Jenis sinronisme Park telah datang untuk mewujudkan adalah fitur di seluruh dunia dari politik, dan telah meninggalkan pemilih di seluruh dunia demokratis sangat kecewa dengan para pemimpin mereka. Dikombinasikan dengan semua masalah lain yang menggerogoti legitimasi demokrasi, korupsi resmi memberlakukan perlawanan para pemilih populisme dari jenis yang melihat Donald Trump memenangkan pemilihan AS, atau Inggris memilih untuk meninggalkan UE.

Semua tangan di dek

Ada pelajaran lain yang lebih kiri: episode ini harus mengakhiri gagasan yang sangat biasa bahwa wanita secara intrinsik kurang korup daripada pria.

Ini terdengar seperti asumsi aneh yang sewenang-wenang, namun cukup meresap kadang-kadang secara eksplisit disebut-sebut sebagai dasar kebijakan. Upaya anti-korupsi baru di Meksiko telah melihat ratusan wanita dipekerjakan untuk mengambil alih sanksi pelanggaran lalu lintas karena laki-laki dianggap terlalu rentan terhadap sogokan.

Nah, memang benar bahwa korupsi jauh dari buta gender dalam segala hal.
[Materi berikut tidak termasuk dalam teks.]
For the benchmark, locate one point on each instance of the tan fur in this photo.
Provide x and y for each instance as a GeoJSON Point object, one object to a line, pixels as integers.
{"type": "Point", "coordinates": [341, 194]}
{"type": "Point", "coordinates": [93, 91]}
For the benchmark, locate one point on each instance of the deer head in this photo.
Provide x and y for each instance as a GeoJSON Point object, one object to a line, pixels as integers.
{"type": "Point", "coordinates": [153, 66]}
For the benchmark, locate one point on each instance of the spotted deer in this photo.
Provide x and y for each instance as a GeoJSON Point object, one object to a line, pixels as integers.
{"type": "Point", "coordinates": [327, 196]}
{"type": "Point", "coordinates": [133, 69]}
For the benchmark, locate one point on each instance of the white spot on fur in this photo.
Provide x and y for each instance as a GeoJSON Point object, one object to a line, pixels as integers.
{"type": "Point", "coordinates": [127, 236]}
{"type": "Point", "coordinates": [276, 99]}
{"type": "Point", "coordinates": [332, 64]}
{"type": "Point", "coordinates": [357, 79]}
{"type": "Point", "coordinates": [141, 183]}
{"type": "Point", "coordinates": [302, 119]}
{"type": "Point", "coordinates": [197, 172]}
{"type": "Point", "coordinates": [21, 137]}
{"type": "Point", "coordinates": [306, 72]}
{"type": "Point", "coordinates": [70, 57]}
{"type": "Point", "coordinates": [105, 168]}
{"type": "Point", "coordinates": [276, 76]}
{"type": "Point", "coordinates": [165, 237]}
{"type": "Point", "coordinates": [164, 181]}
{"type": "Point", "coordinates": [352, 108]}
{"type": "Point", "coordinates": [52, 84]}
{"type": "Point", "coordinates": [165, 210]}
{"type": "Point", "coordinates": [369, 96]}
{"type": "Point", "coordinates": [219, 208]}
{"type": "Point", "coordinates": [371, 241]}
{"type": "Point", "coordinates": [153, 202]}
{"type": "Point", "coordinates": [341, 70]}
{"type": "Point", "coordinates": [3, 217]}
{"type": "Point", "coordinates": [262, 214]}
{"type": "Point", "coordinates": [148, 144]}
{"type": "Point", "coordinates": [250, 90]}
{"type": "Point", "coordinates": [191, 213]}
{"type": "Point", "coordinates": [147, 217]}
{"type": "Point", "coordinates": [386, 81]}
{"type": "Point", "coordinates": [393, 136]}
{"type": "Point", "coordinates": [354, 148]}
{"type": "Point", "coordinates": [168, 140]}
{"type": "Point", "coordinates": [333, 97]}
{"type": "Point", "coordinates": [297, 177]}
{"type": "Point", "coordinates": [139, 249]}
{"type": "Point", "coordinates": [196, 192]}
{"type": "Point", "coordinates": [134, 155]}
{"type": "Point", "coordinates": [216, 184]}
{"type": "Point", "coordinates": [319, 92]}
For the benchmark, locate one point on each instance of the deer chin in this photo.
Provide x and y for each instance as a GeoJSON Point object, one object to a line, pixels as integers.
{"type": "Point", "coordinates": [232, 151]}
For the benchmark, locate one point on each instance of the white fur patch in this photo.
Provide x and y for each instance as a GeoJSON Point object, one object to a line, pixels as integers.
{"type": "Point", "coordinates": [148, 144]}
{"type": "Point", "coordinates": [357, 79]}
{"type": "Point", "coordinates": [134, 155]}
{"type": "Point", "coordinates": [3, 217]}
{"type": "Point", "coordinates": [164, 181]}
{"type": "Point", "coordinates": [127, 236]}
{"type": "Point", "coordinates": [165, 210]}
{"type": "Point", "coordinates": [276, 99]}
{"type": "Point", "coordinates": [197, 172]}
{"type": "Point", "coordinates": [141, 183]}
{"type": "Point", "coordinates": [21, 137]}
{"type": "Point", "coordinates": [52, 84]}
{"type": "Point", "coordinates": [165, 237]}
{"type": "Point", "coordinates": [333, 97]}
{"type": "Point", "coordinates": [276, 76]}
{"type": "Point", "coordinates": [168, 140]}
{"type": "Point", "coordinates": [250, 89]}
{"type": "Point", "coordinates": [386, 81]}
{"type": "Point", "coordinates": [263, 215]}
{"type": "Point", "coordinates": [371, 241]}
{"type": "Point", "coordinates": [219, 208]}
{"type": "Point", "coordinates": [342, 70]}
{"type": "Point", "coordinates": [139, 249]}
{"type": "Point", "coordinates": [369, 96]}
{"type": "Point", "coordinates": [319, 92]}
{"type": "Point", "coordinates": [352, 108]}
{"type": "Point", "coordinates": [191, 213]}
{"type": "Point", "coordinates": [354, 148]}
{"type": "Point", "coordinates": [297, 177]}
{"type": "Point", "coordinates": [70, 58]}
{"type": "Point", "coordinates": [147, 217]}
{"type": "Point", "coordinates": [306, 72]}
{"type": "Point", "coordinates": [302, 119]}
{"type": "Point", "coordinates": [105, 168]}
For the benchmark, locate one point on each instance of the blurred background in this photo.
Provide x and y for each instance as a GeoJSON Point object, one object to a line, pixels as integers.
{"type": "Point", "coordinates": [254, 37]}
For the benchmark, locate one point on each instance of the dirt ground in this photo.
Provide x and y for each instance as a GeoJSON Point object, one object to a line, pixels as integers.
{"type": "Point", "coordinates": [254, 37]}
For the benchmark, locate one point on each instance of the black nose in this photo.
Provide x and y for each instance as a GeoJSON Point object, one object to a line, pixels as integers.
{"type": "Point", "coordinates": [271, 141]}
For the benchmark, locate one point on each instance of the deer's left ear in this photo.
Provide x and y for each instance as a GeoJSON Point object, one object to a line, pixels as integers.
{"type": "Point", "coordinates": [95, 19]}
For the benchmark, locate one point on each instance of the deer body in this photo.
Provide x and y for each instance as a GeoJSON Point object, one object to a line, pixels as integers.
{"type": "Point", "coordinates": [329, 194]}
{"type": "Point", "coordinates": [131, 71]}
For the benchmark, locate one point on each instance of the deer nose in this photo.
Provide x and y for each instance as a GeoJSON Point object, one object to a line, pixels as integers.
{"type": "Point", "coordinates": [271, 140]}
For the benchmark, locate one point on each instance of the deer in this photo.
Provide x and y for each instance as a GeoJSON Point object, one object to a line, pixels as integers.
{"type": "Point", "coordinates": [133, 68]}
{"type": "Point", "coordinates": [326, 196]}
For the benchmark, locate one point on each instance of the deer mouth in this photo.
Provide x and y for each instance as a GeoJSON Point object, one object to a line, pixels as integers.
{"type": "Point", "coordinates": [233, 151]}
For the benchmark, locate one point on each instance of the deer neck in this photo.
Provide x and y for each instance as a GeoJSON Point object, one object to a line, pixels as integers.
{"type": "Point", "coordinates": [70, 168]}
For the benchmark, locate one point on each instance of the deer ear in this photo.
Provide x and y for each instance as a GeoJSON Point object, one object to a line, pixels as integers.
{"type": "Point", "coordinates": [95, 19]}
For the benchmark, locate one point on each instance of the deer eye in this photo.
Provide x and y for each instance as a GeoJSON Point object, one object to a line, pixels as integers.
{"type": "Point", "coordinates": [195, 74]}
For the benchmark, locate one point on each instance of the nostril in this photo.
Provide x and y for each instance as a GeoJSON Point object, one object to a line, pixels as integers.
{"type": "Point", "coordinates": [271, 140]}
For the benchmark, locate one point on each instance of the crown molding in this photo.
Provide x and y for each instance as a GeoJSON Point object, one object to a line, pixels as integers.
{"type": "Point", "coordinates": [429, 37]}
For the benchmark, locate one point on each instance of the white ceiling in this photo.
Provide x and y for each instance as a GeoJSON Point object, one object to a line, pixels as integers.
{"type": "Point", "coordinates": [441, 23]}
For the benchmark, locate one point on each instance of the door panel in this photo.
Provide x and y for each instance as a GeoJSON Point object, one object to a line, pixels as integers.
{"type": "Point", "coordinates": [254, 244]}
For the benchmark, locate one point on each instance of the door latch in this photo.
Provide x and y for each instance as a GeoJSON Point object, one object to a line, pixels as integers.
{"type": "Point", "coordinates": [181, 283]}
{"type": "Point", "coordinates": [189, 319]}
Sebagai Transparency International Baru-baru ini disebutkan, masyarakat patriarkal dan ekonomi membuat perempuan lebih rentan daripada laki-laki terhadap dampak korupsi, yang membatasi peluang mereka untuk terlibat dalam politik, mendapatkan dan menyimpan uang, dan menggunakan layanan publik. Melihat lebih banyak perempuan mengambil alih kekuasaan di kehidupan publik sering menjadi tanda bahwa masyarakat cenderung menuju transparansi dan keadilan. Tetapi skandal Park harus membebaskan kita dari gagasan aneh bahwa perempuan secara intrinsik kurang rentan terhadap korupsi daripada laki-laki.

Jika sebuah negara menderita korupsi sistemik, siapa pun yang diangkat ke tampuk kekuasaan dapat dengan mudah terlibat dalam kegiatan korupsi tanpa memandang usia atau jenis kelamin mereka. Untuk memerangi korupsi secara efektif, kita harus mengubah budaya elistisme dan clientalisme yang berlaku. Sektor publik, swasta dan filantropi sama-sama harus dibersihkan dari orang-orang yang ditunjuk yang tidak memperoleh peran mereka dalam hal jasa.

Ini harus menjadi sasaran utama otoritas anti-korupsi. Dan jika kedengarannya sangat sulit, itu mungkin karena menuntut usaha kelas politik yang sama yang mendapat keuntungan dari masalah yang ingin dipecahkannya.

Tentang Penulis

Costantino Grasso, Dosen Manajemen Bisnis dan Hukum, University of East London

Artikel ini awalnya diterbitkan pada Percakapan. Membaca Artikel asli.